De decreto del Presidente del Consiglio dei Ministri (decreet van de voorzitter van de ministerraad) van 23 mei 2007 (GURI nr. 160 van 12 juli 2007) regelt de in het voorgaande punt bedoelde procedure voor de opstelling van de verklaring „ter vervanging van de akte van bekendheid” (hierna: „verklaring op erewoord”). Artikel 4, lid 1, van dat decreet bepaalt dat deze verklaring „ziet op de steunmaatregelen waarvan de Europese Commissie terugvordering heeft gelast, uit hoofde van de volgende beschikkingen:

a)

beschikking [...] van de Commissie van 11 mei 1999 betreffende de steun verleend door Italië voor maatregelen ten behoeve van de werkgelegenheid in de vorm van voordelen in verband met de sluiting van leer- en werkervaringsovereenkomsten [...];

b)

beschikking van de Commissie van 5 juni 2002 inzake de steunmaatregel betreffende belastingvrijstellingen en leningen tegen gunstige voorwaarden die Italië heeft verstrekt ten gunste van nutsbedrijven waarin de overheid een meerderheidsdeelneming heeft [...];

c)

beschikking van de Commissie van 30 maart 2004 betreffende de staatssteunregeling die Italië ten uitvoer heeft gelegd betreffende spoedmaatregelen inzake werkgelegenheid [...];

d)

beschikking van de Commissie van 20 oktober 2004 betreffende de steunregeling die Italië heeft toegepast ten gunste van ondernemingen die in de door natuurrampen in 2002 getroffen gemeenten investeringen hebben gedaan [...]”.

7

In artikel 2 van decreto legge nr. 97 (voorlopig wetsdecreet nr. 97) van 3 juni 2008, omgezet, na wijzigingen, in wet nr. 129 van 2 augustus 2008 (GURI nr. 180 van 2 augustus 2008), zijn de limieten neergelegd voor de middelen die beschikbaar zijn voor de jaren waarin de steunregeling van toepassing is en wordt de procedure geregeld voor de toegang tot het litigieuze belastingkrediet. Met name is vastgesteld dat belanghebbenden voor investeringsprojecten die op de datum van inwerkingtreding van deze decreto legge reeds zijn uitgevoerd, op straffe van verval van de steun binnen een bepaalde termijn een formulier moeten toezenden aan de belastingdienst, dat geldt als „reservering van het recht” op dit belastingkrediet.

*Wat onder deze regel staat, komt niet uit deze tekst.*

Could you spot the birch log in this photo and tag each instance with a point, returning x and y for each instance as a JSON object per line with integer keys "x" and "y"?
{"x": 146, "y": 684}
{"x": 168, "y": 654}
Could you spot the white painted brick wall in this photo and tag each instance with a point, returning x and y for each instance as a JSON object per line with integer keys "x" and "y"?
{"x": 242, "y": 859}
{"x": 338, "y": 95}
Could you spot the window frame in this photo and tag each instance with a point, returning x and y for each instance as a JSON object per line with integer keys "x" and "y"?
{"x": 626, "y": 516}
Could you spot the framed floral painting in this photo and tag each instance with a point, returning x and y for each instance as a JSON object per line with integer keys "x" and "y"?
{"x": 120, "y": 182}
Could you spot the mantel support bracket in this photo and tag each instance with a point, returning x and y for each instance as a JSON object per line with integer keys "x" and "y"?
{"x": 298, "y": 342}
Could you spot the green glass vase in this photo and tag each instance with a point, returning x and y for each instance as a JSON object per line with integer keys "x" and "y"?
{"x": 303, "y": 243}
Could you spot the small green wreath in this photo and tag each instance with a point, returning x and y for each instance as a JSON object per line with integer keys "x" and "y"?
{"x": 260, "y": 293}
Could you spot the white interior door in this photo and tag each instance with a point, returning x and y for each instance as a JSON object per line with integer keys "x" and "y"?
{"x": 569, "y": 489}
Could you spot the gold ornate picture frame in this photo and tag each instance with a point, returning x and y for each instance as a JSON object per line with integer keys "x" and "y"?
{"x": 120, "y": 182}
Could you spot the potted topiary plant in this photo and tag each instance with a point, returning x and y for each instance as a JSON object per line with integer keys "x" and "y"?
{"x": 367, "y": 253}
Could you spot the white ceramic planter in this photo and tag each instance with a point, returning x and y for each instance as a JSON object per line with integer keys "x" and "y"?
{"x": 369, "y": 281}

Hoofdgeding, prejudiciële vraag en procedure bij het Hof

8

De feiten van de drie hoofdgedingen zijn, mutatis mutandis, in de zaken C‑415/19 tot en met C‑417/19 identiek. Zij kunnen als volgt worden samengevat.

9

Verzoeksters in de hoofdgedingen hebben elk bij de belastingdienst een aanvraag voor het litigieuze belastingkrediet ingediend.

10

De belastingdienst heeft hun aanvragen afgewezen op grond dat zij de verklaring op erewoord niet aan hun aanvraag hadden gehecht.

11

De beroepen die verzoeksters tegen deze besluiten hebben ingesteld, zijn zowel in eerste aanleg als in hogere voorziening verworpen.

12

In het kader van hun hogere voorzieningen voor de verwijzende rechter, de Corte suprema di cassazione (hoogste rechter in burgerlijke en strafzaken, Italië), hebben verzoeksters elk schending gesteld van zowel artikel 108, lid 3, VWEU als de beschikking van 25 januari 2008 en het evenredigheidsbeginsel.

13

De verwijzende rechter vraagt zich af of de Italiaanse regeling die in het hoofdgeding aan de orde is, in overeenstemming is met het recht van de Unie, aangezien de toekenning van het litigieuze belastingkrediet kan worden geweigerd op de enkele grond dat de aanvrager steun heeft ontvangen die door de Commissie onverenigbaar met de interne markt is verklaard, zonder dat het nodig is dat daarvan formeel terugvordering is gelast, en er voorts geen sprake is van een loutere opschorting van de uitkering van nieuwe steun, maar van een definitieve weigering van deze steun. In dit verband vraagt de nationale rechter zich ook af of het nationale recht in overeenstemming is met het evenredigheidsbeginsel.

14

Daarop heeft de Corte suprema di cassazione de behandeling van de zaken geschorst en het Hof de volgende, in de drie hoofdgedingen gelijkluidende prejudiciële vraag gesteld:

„Zijn artikel 1, lid 1223, van wet nr. [296/2006] (thans artikel 16 bis, lid 11, van wet nr. [11/2005]) en de decreto del Presidente del Consiglio dei ministri van 23 mei 2007 verenigbaar met de [...] rechtsorde [van de Unie], gelet op artikel 108, [lid] 3, VWEU zoals uitgelegd door [het arrest van 15 mei 1997, TWD/Commissie (C‑335/95 P, EU:C:1997:241)], op [de beschikking van 25 januari 2008] en op het [...] evenredigheidsbeginsel [van het Unierecht]?”

15

Bij beslissing van de president van het Hof van 28 juni 2019 zijn de zaken C‑415/19 tot en met C‑417/19 gevoegd voor de schriftelijke behandeling en de beschikking.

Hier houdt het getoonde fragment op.